Because of the huge debt Iraq amassed during wars begun by Saddam, Crum said, the country will need financial assistance from countries other than the US as well as relief from some of its obligations.
One of KBR's current projects is to import and deliver 875 million l. of gasoline, 35 million l. of diesel, and 20 million tonnes of LPG from Kuwait and Turkey.
Acknowledging recent criticism voiced in Congress of fees paid Halliburton Co. unit KBR for imported gasoline, Crum noted the extraordinary hazards of transporting oil in Iraq and said, "The cost that we pass on is actual cost with a very small margin."
Kevin W. Murphy, US Department of Commerce deputy assistant secretary for energy, environment, and materials, said rehabilitation projects completed in Iraq, including those outside the oil industry, total more than 8,000. Iraq, he said, now has more electrical power than it did before the attack to depose Saddam.

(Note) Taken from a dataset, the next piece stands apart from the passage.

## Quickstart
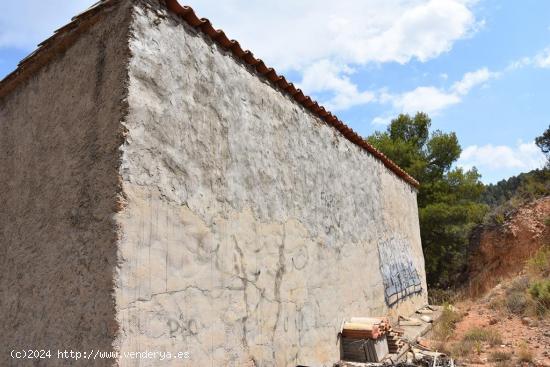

Murphy also said security projects alone employ 70,000 Iraqis.
Louisiana coast rescue
Also at the API meeting, Stacy Methvin, president of Shell Pipeline Co., led a panel seeking support of US oil companies for a project to rescue Louisiana's coast.
Channelization of the Mississippi River and its tributaries has reduced sedimentation in the delta so much that more than 1,500 sq miles of coastal Louisiana has subsided into the Gulf of Mexico. Without preventive projects, a further 1,000 sq miles will disappear by 2050.
Robert R. Twilley, an ecologist from the University of Louisiana at Lafayette, said the prevention involves diverting fresh water to wetlands to restore sedimentation.
Louisiana's senators next spring will seek federal funding for a wetlands-rehabilitation project estimated to cost $14 billion.